Effects of membrane depolarization on nicotinamide nucleotide fluorescence in brain slices.

1. Simultaneous measurement of tissue NAD(P)H fluorescence and respiration was used to elucidate some of the early chemical changes after depolarization of the membranes of cerebral-cortical cells. Depolarization was effected by the application of a train of short-duration voltage pulses across a slice of guinea-pig cerebral cortex. The pulses cause a biphasic change in fluorescence corresponding to an early (within 1s) oxidation and later (about 10s) reduction of nicotinamide nucleotide.
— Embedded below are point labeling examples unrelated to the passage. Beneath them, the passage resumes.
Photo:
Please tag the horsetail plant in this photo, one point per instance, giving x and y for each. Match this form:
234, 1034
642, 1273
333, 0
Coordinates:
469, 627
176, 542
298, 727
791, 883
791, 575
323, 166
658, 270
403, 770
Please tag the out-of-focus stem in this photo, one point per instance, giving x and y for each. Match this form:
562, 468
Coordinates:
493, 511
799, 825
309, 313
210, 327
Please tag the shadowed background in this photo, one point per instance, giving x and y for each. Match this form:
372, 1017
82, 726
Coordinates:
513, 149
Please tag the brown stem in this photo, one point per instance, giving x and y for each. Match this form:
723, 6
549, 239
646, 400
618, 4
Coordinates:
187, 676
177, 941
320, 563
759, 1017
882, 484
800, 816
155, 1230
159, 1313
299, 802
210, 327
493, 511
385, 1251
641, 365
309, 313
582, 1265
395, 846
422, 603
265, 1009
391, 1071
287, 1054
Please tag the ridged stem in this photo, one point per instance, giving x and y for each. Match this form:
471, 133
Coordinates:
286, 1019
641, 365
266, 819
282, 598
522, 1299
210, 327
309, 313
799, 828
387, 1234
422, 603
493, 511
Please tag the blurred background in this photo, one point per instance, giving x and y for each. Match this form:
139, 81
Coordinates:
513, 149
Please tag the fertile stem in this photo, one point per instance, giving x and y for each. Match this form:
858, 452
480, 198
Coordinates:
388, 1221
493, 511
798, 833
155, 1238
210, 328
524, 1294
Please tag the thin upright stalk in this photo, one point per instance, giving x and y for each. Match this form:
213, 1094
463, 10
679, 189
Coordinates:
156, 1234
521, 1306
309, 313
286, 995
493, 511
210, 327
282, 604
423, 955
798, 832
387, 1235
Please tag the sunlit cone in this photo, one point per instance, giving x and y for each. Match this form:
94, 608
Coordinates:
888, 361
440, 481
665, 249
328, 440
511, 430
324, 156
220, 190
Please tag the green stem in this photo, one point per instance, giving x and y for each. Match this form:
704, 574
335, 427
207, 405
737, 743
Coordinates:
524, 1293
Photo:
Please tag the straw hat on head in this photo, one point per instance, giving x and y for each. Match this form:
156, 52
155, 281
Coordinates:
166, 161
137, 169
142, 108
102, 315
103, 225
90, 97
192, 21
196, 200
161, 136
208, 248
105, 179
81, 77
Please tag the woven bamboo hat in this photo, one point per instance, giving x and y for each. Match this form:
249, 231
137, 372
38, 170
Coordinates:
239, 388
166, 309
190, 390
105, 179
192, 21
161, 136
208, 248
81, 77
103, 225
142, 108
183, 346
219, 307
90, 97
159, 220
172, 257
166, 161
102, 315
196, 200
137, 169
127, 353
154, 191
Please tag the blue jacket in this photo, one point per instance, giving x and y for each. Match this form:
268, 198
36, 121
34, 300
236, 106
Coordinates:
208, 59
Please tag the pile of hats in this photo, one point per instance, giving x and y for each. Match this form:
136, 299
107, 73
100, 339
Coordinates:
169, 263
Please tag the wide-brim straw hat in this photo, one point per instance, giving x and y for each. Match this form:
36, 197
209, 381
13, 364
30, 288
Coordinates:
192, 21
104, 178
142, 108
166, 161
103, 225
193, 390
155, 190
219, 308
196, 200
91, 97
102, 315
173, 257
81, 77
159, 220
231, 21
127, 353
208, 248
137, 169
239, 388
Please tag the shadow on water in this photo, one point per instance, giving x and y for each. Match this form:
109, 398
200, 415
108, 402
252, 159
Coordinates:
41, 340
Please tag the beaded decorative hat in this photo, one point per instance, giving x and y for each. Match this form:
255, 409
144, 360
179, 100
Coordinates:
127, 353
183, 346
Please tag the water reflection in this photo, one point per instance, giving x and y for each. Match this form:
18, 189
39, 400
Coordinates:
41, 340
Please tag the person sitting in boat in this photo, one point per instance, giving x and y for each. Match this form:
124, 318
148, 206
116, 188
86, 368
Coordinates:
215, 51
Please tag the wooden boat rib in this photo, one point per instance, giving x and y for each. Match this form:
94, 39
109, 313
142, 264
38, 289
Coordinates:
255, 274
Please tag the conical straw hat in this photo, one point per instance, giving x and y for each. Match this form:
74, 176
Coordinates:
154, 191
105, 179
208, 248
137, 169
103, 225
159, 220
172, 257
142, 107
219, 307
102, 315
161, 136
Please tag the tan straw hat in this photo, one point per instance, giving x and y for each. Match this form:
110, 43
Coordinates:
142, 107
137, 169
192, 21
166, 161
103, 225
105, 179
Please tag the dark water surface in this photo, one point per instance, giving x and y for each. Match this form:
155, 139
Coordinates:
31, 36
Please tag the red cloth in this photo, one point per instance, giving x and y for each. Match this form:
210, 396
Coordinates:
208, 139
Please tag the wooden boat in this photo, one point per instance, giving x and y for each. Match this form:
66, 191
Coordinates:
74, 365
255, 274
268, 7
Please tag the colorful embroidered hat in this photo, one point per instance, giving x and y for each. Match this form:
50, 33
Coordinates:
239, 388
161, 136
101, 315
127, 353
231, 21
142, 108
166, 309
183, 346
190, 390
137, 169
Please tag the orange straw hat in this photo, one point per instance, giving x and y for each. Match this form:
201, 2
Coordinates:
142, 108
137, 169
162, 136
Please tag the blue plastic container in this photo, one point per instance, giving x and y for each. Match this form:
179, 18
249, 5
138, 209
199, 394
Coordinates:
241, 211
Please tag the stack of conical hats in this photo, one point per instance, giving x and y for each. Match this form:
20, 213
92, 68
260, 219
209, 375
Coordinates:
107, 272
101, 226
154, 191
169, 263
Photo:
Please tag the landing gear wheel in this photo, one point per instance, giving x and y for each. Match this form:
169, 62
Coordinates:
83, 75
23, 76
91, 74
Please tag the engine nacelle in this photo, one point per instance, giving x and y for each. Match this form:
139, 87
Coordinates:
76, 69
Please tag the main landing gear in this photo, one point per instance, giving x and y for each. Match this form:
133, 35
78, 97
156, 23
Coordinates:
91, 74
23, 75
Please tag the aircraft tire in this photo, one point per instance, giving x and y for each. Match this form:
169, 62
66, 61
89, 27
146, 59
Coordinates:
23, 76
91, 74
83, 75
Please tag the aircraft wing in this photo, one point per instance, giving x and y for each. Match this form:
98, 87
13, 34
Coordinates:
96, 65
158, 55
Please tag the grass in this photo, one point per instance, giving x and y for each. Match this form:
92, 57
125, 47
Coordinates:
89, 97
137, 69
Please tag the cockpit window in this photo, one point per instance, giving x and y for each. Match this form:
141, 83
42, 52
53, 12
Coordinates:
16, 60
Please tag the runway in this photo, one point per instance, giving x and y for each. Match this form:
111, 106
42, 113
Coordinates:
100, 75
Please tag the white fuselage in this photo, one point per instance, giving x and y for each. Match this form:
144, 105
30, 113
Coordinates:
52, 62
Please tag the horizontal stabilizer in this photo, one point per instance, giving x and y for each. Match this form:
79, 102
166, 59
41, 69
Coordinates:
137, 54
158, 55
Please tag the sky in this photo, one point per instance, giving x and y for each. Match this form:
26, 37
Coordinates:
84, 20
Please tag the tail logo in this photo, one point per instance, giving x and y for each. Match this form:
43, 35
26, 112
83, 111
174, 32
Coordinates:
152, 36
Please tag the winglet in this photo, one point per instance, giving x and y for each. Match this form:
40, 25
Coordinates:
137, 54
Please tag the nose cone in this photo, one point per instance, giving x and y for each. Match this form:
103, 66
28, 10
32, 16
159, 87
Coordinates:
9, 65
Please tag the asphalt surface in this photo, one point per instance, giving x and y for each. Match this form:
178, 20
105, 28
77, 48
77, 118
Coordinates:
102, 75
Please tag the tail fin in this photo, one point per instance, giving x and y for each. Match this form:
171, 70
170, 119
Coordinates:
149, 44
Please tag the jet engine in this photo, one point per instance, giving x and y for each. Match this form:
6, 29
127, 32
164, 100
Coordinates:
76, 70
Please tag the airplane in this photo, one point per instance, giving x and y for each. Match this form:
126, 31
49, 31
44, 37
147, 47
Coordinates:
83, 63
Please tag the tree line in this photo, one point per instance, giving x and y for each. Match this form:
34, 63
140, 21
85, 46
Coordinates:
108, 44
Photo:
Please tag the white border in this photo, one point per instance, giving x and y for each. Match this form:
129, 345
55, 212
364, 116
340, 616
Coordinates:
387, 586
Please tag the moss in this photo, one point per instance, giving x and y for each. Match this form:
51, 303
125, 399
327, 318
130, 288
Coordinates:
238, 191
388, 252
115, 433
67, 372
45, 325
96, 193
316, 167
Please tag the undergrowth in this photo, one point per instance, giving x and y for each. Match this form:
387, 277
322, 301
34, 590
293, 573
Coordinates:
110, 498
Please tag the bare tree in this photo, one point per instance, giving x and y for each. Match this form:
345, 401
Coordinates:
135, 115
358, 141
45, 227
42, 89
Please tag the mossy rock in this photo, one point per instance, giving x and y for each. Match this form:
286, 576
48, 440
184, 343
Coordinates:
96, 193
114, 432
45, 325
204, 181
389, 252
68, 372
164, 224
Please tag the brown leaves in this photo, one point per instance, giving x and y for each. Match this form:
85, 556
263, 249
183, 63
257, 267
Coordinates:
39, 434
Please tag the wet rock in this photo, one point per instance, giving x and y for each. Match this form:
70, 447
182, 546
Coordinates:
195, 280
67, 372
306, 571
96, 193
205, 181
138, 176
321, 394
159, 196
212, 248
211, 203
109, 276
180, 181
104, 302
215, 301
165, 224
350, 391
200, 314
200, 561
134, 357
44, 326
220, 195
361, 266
The major portions of both these redox changes are unrelated to the accompanying increase in slice respiration of about 75%. 2. The early oxidation requires Ca(2+) and phosphate in the bathing medium and appears to be largely due to an early mitochondrial uptake of these ions. 3. The ensuing reduction occurs in the cytosol, as judged by its almost complete elimination in the presence of exogenous pyruvate. It becomes markedly attenuated with increasing time of incubation. This and the ability of exogenous 6-N-2'-O-dibutyryl cyclic AMP to cause a reduction in the absence of electrical pulses suggest that it results from a cyclic AMP-mediated activation of glycogenolysis. 4. Further results, obtained in the presence of exogenous pyruvate, indicate that in addition to the above effects a net transfer of NADH from the mitochondrial to cytosolic space (presumably via a shuttle mechanism) is activated by the electrical pulses. 5. The lack of any sizeable (more than 2% of basal fluorescence) fluorescence change associated with the respiratory increase caused by the pulses, and the fact that any change which may be associated with it corresponds to a small reduction of mitochondrial nicotinamide nucleotide, show that a simple state 4 --> state 3 mitochondrial transition cannot account for the increased respiration. The results suggest, rather, a co-ordinated control of respiration, at more than one site.